Fitting a new shower
This was a fascinating micro DIY that illustrated that however you think things through there will be hitches not apparent until you get to them. I chose the new shower in part because the electrical connections and water inlet were similarly sited to the one being replaced. I had hoped to site the new shower so that it connected to the existing water pipe without modification.
1) Then when I got the new shower I saw that the route that the cables had to take to get to the connection block meant that with the length of free cable available that would not be possible to site it as I had hoped. I had to site the shower to suit the electrical cable as changing the cable would have been a major task; joining on an extra length I thought unsafe.
[I wish the previous installer had left a big loop of cable. There was lots of space for cable, and that bit of foresight would have made the job about an hour long.]
When the old shower was removed two fixing screws were corroded and broke in the wall.
2) After making the top fixing hole for the new shower in the only place that got the cabling right, and putting the shower in place, I found that the single bottom fixing hole was just over the previous blocked hole. The fixing holes in the shower are in thicker plastic and this lower hole was really a slot. I managed to drill a new hole a few millimetres from the old one, but then found a cavity behind the hole that then had to be filled.
3) Finally I got the bits for fitting the plastic pipe and then found that there was inadequate allowance in the shower layout to take the fitting for shower to pipe. Rather than carve out a part of the shower casing to accommodate this part I decided to fit a small section of copper pipe; the metal nut and olive were supplied with the shower although its little pipe was plastic.
4) I connected it all up with all joints tightened, turned on the water, and saw a leak. The leak was from the shower to copper pipe connection. I had made it a tight as I though safe but when I turned off the water and began to dismantle the parts I found that the olive had not gripped the copper pipe at all. All the plastic joints were leak free.

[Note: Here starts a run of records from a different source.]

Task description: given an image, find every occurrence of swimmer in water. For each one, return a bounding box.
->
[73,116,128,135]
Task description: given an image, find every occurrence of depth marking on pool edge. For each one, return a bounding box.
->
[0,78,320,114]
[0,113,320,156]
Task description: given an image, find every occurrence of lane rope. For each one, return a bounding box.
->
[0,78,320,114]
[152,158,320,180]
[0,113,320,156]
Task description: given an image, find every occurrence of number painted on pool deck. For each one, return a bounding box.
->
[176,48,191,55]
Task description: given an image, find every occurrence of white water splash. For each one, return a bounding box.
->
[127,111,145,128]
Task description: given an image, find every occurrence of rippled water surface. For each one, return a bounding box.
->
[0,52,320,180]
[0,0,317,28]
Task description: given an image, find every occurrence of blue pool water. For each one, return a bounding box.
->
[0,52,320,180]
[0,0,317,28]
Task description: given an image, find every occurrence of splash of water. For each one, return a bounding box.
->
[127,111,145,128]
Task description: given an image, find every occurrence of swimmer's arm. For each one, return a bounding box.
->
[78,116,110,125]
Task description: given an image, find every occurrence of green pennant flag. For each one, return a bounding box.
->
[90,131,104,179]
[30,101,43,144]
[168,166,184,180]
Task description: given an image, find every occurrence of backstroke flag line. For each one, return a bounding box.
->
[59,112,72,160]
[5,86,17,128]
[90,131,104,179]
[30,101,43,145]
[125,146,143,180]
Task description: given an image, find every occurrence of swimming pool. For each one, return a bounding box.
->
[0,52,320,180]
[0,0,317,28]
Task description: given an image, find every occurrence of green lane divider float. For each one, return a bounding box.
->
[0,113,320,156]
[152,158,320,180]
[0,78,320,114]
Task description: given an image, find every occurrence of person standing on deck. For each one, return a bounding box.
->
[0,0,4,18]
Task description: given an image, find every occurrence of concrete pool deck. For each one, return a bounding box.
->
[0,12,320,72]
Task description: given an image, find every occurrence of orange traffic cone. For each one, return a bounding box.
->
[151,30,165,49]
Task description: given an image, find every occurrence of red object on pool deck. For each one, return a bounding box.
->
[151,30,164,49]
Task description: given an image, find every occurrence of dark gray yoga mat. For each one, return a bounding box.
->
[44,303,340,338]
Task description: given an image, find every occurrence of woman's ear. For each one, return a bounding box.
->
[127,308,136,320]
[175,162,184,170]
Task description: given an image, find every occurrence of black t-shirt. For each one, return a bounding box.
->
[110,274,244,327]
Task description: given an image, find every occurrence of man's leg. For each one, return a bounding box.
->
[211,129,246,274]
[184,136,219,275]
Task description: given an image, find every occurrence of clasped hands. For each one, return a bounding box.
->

As I needed a shower at this point I used a flexible pipe connection [I have a well stocked garage-store from previous jobs] to get it working leak-free and give me that subconscious thinking time to decide how to improve the fitting. I did not want to do even a minor modification of the casing lest that void the warranty should the shower fail within the three years given.
I waited a day and had a revelation: the shower is working perfectly with a silly connection but I don’t have to make the plumbing fit with my original notion. It needed less than 10 minutes to turn off the water, cut one pipe shorter, reconnect, put the water back on to get a working shower with neat connection. I don’t live in a listed building, I can keep the flexible pipe, and there are many other important jobs. I do use the Pareto Principle, otherwise called 80/20, but forgot it this time until a time-space let it resurface.
This set me thinking about CERN’s Large Hadron Collider. As it was being build I did wonder what up-time it would have because it has so many parts that even a very low failure rate per part could still lead to a significant failure rate for the whole system. My prejudice was confirmed with the magnet failure in September 2008, and then with the crumb dropped by a bird in November 2009, but given my experience fitting a mere shower I have to be impressed at what has been assembled at CERN.